# Dishwasher Whine



## andrewhharmon (Dec 8, 2010)

My dishwasher has started to make a whining noise. The problem seems to be getting worse. It happens through out the cycle, but isn't constant. Kinda comes and goes. I don't know how to even start troubleshooting this. I've uploaded 2 videos. The first is the noise where it's constant through the whole clip. The 2nd is normal, and a quick little blurt of the noise. I'm assuming the pump/motor has something in it, or is going bad. Any help would be great. It's a Frigidaire Gallery series. Thanks!!

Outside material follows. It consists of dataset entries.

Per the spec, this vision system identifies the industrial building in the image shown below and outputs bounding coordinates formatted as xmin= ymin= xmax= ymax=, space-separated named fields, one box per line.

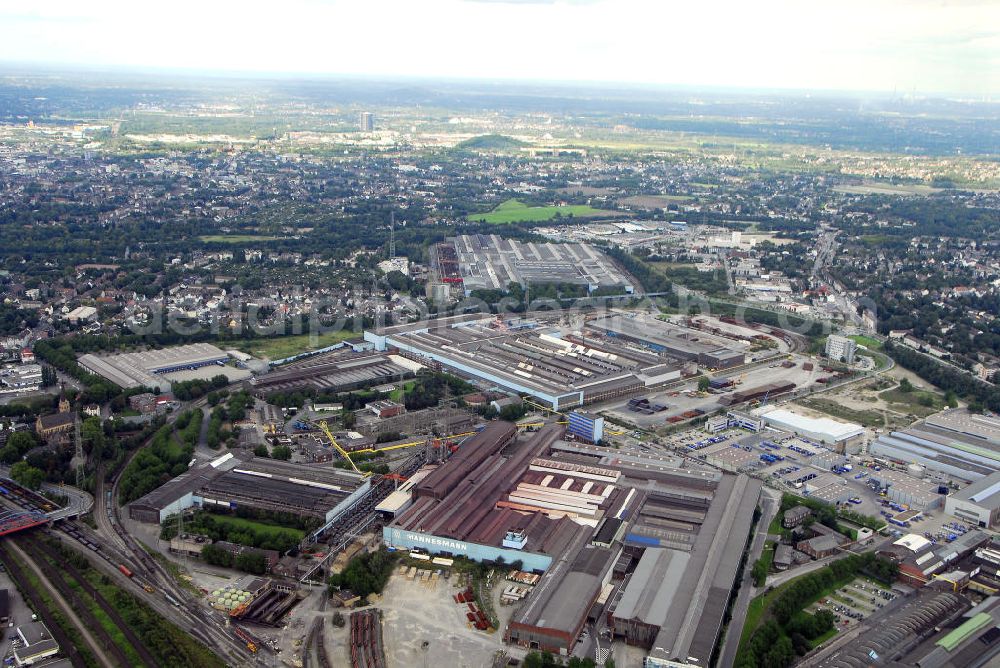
xmin=610 ymin=476 xmax=762 ymax=665
xmin=380 ymin=422 xmax=761 ymax=665
xmin=813 ymin=591 xmax=968 ymax=668
xmin=365 ymin=315 xmax=681 ymax=409
xmin=587 ymin=313 xmax=747 ymax=369
xmin=869 ymin=408 xmax=1000 ymax=482
xmin=78 ymin=343 xmax=229 ymax=392
xmin=12 ymin=622 xmax=59 ymax=666
xmin=824 ymin=334 xmax=858 ymax=364
xmin=566 ymin=411 xmax=604 ymax=443
xmin=128 ymin=453 xmax=371 ymax=524
xmin=446 ymin=234 xmax=634 ymax=295
xmin=383 ymin=422 xmax=588 ymax=571
xmin=760 ymin=408 xmax=865 ymax=452
xmin=868 ymin=469 xmax=946 ymax=512
xmin=890 ymin=596 xmax=1000 ymax=668
xmin=250 ymin=348 xmax=420 ymax=392
xmin=944 ymin=472 xmax=1000 ymax=529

may have to turn your sound up a bit
http://www.youtube.com/watch?feature=player_profilepage&v=CZLwnEY6WcA

http://www.youtube.com/watch?v=ICfRVq9aU2c&feature=player_profilepage


----------



## gnikhpesoj (Feb 20, 2011)

*Loud Dishwasher*

I also have a Frigidair that make the exact same noise. It is the bearings in the water pump that moves the water inside the dishasher and also the drain. If you remove the toe kick and look with a flash light, it looks like a small motor almost touching the floor. you may even see a couple drops of oil from the pre oiled bearings. The wires are slide on and the hoses are clamped. Mine has been doing that on and off for about a year now. I looked at parts when I first heard it, then the replacement pump was around a hundred bucks. Hasen't been high enough priority for me to spend it yet. May be cheaper now. Check your model for a recall/warrenty, it looks newer than mine.


----------



## hardwareman (Oct 9, 2010)

that does not sound like a bearing , most likely some type of hard substance that is getting under the soft food disposer blade. Either give it a few more times to see if it will dislodge and get pumped out or you may have to take the filter off the pump and the cover off the impeller and see what is there.


----------